Happy 1st day (well, 1/2 day) of Christmas break to me! I am a high school History teacher (because History and high-schoolers are the bomb.cominest). So, the deal with this is that my whole life I have wanted to write. It is still my goal- to one day write and publish a book that people enjoy. So, “what’s the problem?” you might ask. There are 2 “problems” (more like difficulties, really).
- I am a teacher: As much as I love my job, teaching has this sinister little way of absorbing your whole life. If you’re not careful, it can creep into every crevice of life, stealing away time for friends, family, hobbies, goals, and dreams.
- I tend to write steam of conscious: Often, when I write, it becomes a crazy, free-flowing blob of words that takes on a life of its own. Sometimes that’s not a bad thing, but often I lose track of the important point of the whole thing.
In describing all of this- my goals and my issues- to my [awesome] sister, she challenged me to do some type of “___-day writing challenge” and she was even so generous as to buy a writing prompt book for me. She suggested that I practice planning and writing a blog every day for a month, but let’s be fo’real, sometimes (especially for me) it’s just better to start small, so here it is! My goal for this is to post no less than twice per week. Sometimes my writing will be based on one of the prompts from the book, “1,000 Awesome Writing Prompts” by Ryan Andrew Kinder, but sometimes they’ll be based on things I am experiencing, thoughts on books I’m reading, things I’m learning, or *heavenforbid* something controversial I’ve been stewing on for a while. So…here goes nothing!
Topic 1 (Source: “1,000…”): Describe an important item from your childhood. Why was it important and where is it now?
Honestly, when I read this prompt, only 1 thought came to mind. No matter how hard I thought about it, this was the only thing I could think of- Baby Buddy. Baby Buddy was the teddy bear a friend of my mom’s gave me 6 weeks after I was born and he has been with me ever since. He is a sailor…okay…maybe more like a retired, rugged, worn-down sailor, but he’s been with me through thick and thin, and bless his poor little heart, he doesn’t look like he did when he was “younger”.

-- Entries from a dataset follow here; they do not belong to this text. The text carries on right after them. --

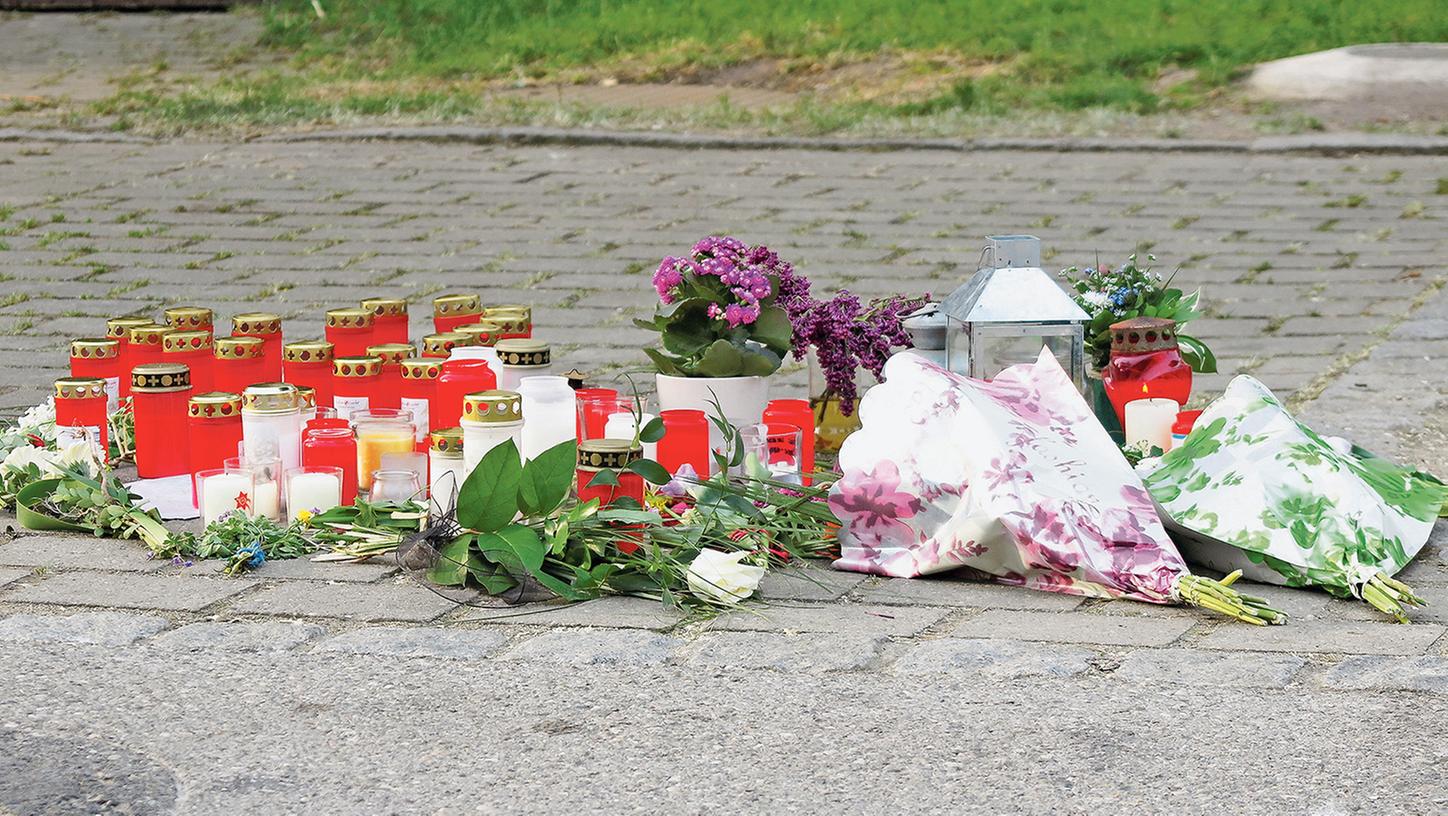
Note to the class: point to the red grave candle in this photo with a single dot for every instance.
(80, 405)
(800, 414)
(390, 387)
(451, 311)
(160, 394)
(1146, 363)
(213, 431)
(193, 350)
(455, 381)
(238, 362)
(685, 442)
(268, 327)
(388, 320)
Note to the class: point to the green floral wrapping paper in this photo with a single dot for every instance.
(1251, 488)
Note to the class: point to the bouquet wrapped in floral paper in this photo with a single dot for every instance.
(1012, 478)
(1254, 489)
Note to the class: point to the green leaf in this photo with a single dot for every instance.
(548, 478)
(488, 498)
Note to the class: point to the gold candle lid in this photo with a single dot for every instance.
(187, 342)
(385, 307)
(446, 442)
(442, 345)
(422, 368)
(160, 378)
(493, 407)
(119, 327)
(188, 319)
(80, 388)
(356, 366)
(391, 353)
(607, 453)
(448, 306)
(522, 352)
(238, 347)
(96, 347)
(307, 352)
(257, 323)
(270, 398)
(215, 405)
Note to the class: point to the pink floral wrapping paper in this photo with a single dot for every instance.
(1012, 478)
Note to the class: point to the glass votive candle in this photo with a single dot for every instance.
(388, 320)
(380, 431)
(388, 389)
(488, 420)
(193, 350)
(349, 330)
(267, 327)
(99, 358)
(451, 311)
(354, 384)
(313, 489)
(309, 362)
(238, 362)
(225, 492)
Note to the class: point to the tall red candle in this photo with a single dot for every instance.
(80, 404)
(193, 350)
(268, 327)
(388, 320)
(160, 394)
(238, 362)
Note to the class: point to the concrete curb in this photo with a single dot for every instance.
(1319, 143)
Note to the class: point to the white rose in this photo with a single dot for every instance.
(720, 576)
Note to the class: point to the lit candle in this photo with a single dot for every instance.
(1150, 421)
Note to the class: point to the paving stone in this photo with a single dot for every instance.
(175, 593)
(65, 551)
(956, 592)
(242, 635)
(1424, 673)
(1327, 637)
(422, 641)
(103, 628)
(999, 660)
(844, 618)
(1192, 667)
(1073, 628)
(788, 653)
(598, 647)
(354, 602)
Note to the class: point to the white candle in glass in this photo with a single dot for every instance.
(1150, 421)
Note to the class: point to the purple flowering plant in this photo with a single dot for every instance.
(724, 310)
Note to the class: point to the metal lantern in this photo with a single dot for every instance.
(1008, 310)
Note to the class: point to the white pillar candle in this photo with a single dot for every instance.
(1150, 421)
(313, 492)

Other people would probably look at him with some slight tinge of disgust. His fur is matted, nose is completely gone, eyes are damaged, and he probably (definitely) needs a good cleaning and new change of clothes, but to me, he is a treasure.
He is important to me because, growing up, he was my “best friend.” He went with me everywhere, including my kindergarten school pictures, and he “knew” every one of my precious secrets. If he got “hurt” I made sure he went to the “hospital” (aka, Grandma’s house to be sewn back up). By the time I was in late-elementary school, he was so threadbare (I REALLY wanted to insert a pun there- threadBEAR-ha! Get it? Okay…done) that you could see through to the stuffing inside. It didn’t matter though, he was my treasure. My grandma was even willing to do “surgery” on him to give him a new body and new clothes. When I got to the age I knew and understood that he was just a toy, he was still my comfort. He soaked up the tears from broken hearts and disappointments. He was with me through sickness and joys. He “graduated” and got a college degree with me 😉 and even had a special place at my wedding. Despite the fact that he is just a stained, worn out, old toy, he is probably the most valuable inanimate object I own (next to my Bible) because he is a link to so many good and bittersweet memories in life.
Today, he is not the one I go to to vent, cry, share my joy and excitement with, but he is still a comfort. Today, his place is at the very head of the bed, squished (poor thing) behind my pillow so when I go to sleep, arms under pillow on my stomach, his sailor suit, cool to the touch in my hand, brings me a sense of peace and calm as I doze off. Yes, I know, it is probably super ridiculous to most of you, but when you and your hubby are on opposite schedules, you only see each other 30 minutes each morning, and you often go to bed alone, it’s just nice to have a bit of comfort and security in your hand.
I think it reflects, too, the power and value we place in the people and things from our childhood. Sometimes those items are connected to hard but necessary times that need to be reflected on and learned from; but sometimes they’re like a tired, old, loyal bear, dragged along by his precious little human. Sometimes our childhood toys are supposed to be sweet, gentle anchors to the good times. They’re the good times we carry with us forever and remind us of who we are and where we have come from and what we have been through.
What about you? Share a pic or describe something important to you from your childhood- why does it mean so much?